A resposta para o chamado de socorro de uma mulher negra não ter sido escutado está na página 38 do livro da Djamila Ribeiro [2]; também na página 36 do livro da Chimamanda Ngozi Adichie [3]; ou ainda na página 99 do livro de Carlos Medeiros [4], motivos que levaram Vilma Piedade [5] a criar a palavra Dororidade:” a dor que só pode ser sentida a depender da cor da pele. Quanto mais preta, mais racismo, mais dor.”

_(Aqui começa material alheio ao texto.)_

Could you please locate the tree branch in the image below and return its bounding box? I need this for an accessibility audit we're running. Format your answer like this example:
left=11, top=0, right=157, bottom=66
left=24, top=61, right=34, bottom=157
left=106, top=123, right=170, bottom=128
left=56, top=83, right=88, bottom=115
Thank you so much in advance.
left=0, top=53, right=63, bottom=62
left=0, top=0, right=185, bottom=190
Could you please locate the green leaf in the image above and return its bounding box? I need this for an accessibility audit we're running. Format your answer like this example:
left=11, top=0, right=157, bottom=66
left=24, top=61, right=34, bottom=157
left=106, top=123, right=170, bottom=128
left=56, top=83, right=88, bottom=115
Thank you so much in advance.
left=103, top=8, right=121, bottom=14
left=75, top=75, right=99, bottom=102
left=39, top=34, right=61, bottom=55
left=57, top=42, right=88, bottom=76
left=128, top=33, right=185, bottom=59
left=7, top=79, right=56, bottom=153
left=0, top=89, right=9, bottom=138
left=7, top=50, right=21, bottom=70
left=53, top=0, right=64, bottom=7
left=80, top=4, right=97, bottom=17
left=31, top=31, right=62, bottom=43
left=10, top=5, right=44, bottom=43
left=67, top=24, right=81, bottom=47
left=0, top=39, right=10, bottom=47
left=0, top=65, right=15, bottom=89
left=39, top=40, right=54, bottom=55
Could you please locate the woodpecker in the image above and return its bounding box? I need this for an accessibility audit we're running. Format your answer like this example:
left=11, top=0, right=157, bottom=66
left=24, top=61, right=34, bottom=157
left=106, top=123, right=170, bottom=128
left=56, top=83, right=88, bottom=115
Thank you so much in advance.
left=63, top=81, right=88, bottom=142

Aliás, falando em mulher negra, nesta madrugada, enquanto escrevo, uma voz ecoa ao fundo: a de minha irmã Marielle Franco, que eu já disse, em outro texto [6], ser a maior advogada que já conheci.
Proponho, em homenagem à minha irmã Mari, bem como em solidariedade à corajosa advogada negra que ensinou aos homens covardes, como um advogado deve se portar, que seja criado o dia da Advogada negra, que como sugestão poderia ser o dia da morte de minha irmã Marielle, a data de 10 de Setembro de 2018 ou qualquer outro dia que as mulheres negras – que têm muito mais legitimidade do que eu – achem melhor.
Djefferson Amadeus é mestre em Direito e Hermenêutica Filosófica (UNESA-RJ), bolsista Capes, pós-graduado em filosofia (PUC-RJ), Ciências Criminais (Uerj) e Processo Penal (ABDCONST), pesquisador da Coop. Social Fiocruz, Advogado.
[1] CARNELUTTI, Francesco. Las Miserias Del Proceso Penal. Traducción de Santiago Sentis Melendo. Ediciones Juridicas Europa-America: Buenos Aires, 1959, p. 40.
[2] RIBEIRO, Djamila. O que é lugar de fala? Belo Horizonte. Letramento, 2017, p. 38.
[3] ADICHIE, Chimamanda Ngozi. Sejamos todos feministas. São Paulo: Companhia das letras, 2017, p.36.
[4] MEDEIROS, Carlos Alberto. Na lei e na Raça: Legislação e relação raciais, Brasil-Estados Unidos. Rio de Janeiro,DP&A Editora, 2004, p. 99.
[5] PIEDADE, Vilma. Dororidade. Noz. Prefácio Márcia Tiburi. Rio de Janeiro, 2018, p. 17.